Estudantes universitárias e jovens profissionais, em regime de voluntariado, integradas num projecto de cooperação

11 de Agosto :: décimo-quinto dia

Estamos já a meio da semana. Começa hoje a recta final para preparar o festival do Projecto Cabo Verde.

Treze voluntárias partiram toda a manhã para a Povoação Velha. Foram muito bem acolhidas. O trabalho foi intenso mas muito produtivo. Pelo que contaram, umas crianças foram até à saída da povoação para acompanhar a carrinha na saída e dizer adeus.

A manhã passou a correr. As monitoras da actividade da Volta ao Mundo suspiraram fundo por ser o último dia. No teatro distribuíram-se os papéis das personagens e nas artes estamparam-se as primeiras t-shirts que servirão para o festival.

Os jogos são quase sempre os mais ansiados. Para os rapazes basta dar-lhes uma bola de futebol que eles deliram. As músicas do “king kong” ou “banana united” são sempre um bom recurso quando as crianças começam a dispersar.

No ambiente foram feitos inquéritos sobre o “ Ambiente e Saúde”. As equipas dividiam-se entre a vila e as barracas. O objectivo foi perceber os pontos críticos na qualidade do ambiente.

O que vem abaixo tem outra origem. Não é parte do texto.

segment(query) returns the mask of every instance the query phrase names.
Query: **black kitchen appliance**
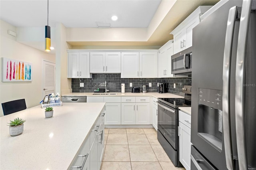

A Inês Lousada e Rita Leão fizeram divulgação nas barracas munidas com megafone e música, anunciando uma debate sobre sustentabilidade no Bairro das Barracas. Pelas 19h30 foram vistos 2 pequenos filmes e seguiu-se  uma sessão de sensibilização e promoção da cooperação entre as várias pessoas e etnias presentes, animada pela Ana Santiago, entrevistando a população sobre os problemas que consideravam prioritários. O contraste da tecnologia de projecção levada pelo Sérgio, dono do Centro Comercial Boas Compras e pessoa preocupada com as gentes das barracas, e a precariedade do ambiente poeirento e lúgubre do espaço onde nos encontrávamos, era muito impressionante. Apesar de também terem sido referidas as situações de violência, ressaltava a preocupação generalizada com o lixo e os focos de contaminação múltiplos existentes. O infatigável Sr. Zezinho, um dos mentores da Associação da Boa Vontade da Barraca, fez várias intervenções e dinamizações em crioulo entre a população, e como estavam presentes 3 pessoas da Câmara Municipal, uma delas o vereador da Cultura, justificou-se também a sua comunicação. No final, os residentes foram convidados a sugerir o nome para baptizar o seu bairro. Muito interessante e esperemos que tenha ajudado a que se encontrem caminhos concretos, mesmo que simples, de dignificar e melhorar a vida das pessoas que ali vivem. A equipa do ambiente do Projecto Cabo Verde está alerta e interventiva!

A tertúlia foi passada com Gabi Estrela e Gabi Santos, que nos proporcionaram uma noite de mornas. Segundo a Gabi Estrela a morna é um sentimento, remete para momentos de nostalgia. Uma vez que o músico previsto estar não apareceu, a Joana Nestor foi a braço direito de Gabi tocando os ritmos caboverdianos com a viola. As voluntárias renderam-se e deram passinhos de dança e ainda cantaram algumas músicas portuguesas, além de trautearem a morna da Gabi Estrela com que a Fátima Magalhães acorda todos os dias – ela e nós!